Analogamente, as usinas elétricas se caracterizam por múltiplos atributos. O mais comum é a máxima capacidade instantânea de produzir eletricidade, chamada de potência e medida em megawatt (MW).

Assim como os carros não se deslocam sempre à velocidade máxima, as usinas também não operam à capacidade máxima. Interessa saber quanta energia conseguem produzir num intervalo de tempo, em geral um ano, medida em MWh/ano ou, equivalentemente, em MWmed. Uma usina de 100 MW que produza em média 40% dessa potência ("fator de capacidade" igual a 40%) "vale" energeticamente 40 MWmed. Esse e outros atributos, como a flexibilidade (assunto para outra coluna), também são importantes.

Barragem da usina de Balbina (AM) - Eletrobras/Divulgação

Há diversas razões para uma usina não funcionar 100% do tempo à plena potência, mas a principal é a falta de "combustível". O "combustível" de uma usina solar é a radiação solar, que varia durante o dia e é zero à noite. O fator de capacidade no ensolarado Brasil chega a 20%.

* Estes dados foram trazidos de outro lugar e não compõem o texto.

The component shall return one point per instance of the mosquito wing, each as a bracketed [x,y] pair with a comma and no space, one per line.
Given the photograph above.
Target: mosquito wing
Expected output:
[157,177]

O "combustível" de uma usina eólica é a velocidade do vento, altamente variável. Nos locais favoráveis, o fator de capacidade é cerca de 50%.

Nas hidroelétricas, o combustível é a água dos rios, que segue o padrão das chuvas, e o fator de capacidade é da ordem de 60%. Portanto, uma hidroelétrica produz tipicamente três vezes a energia de uma solar de mesma potência em cada ano.

Há outras diferenças: a solar e a eólica não são despacháveis, porque não estão sempre prontas para produzir a eletricidade quando necessário, já que dependem de o sol brilhar ou de o vento soprar, embora sejam mais baratas em termos de R$/MWh. Ao contrário, as hidroelétricas com reservatórios são despacháveis, isto é, conseguem atender às flutuações da demanda. Há outras categorias, como as nucleares e as térmicas convencionais, que queimam combustíveis fósseis ou biomassa.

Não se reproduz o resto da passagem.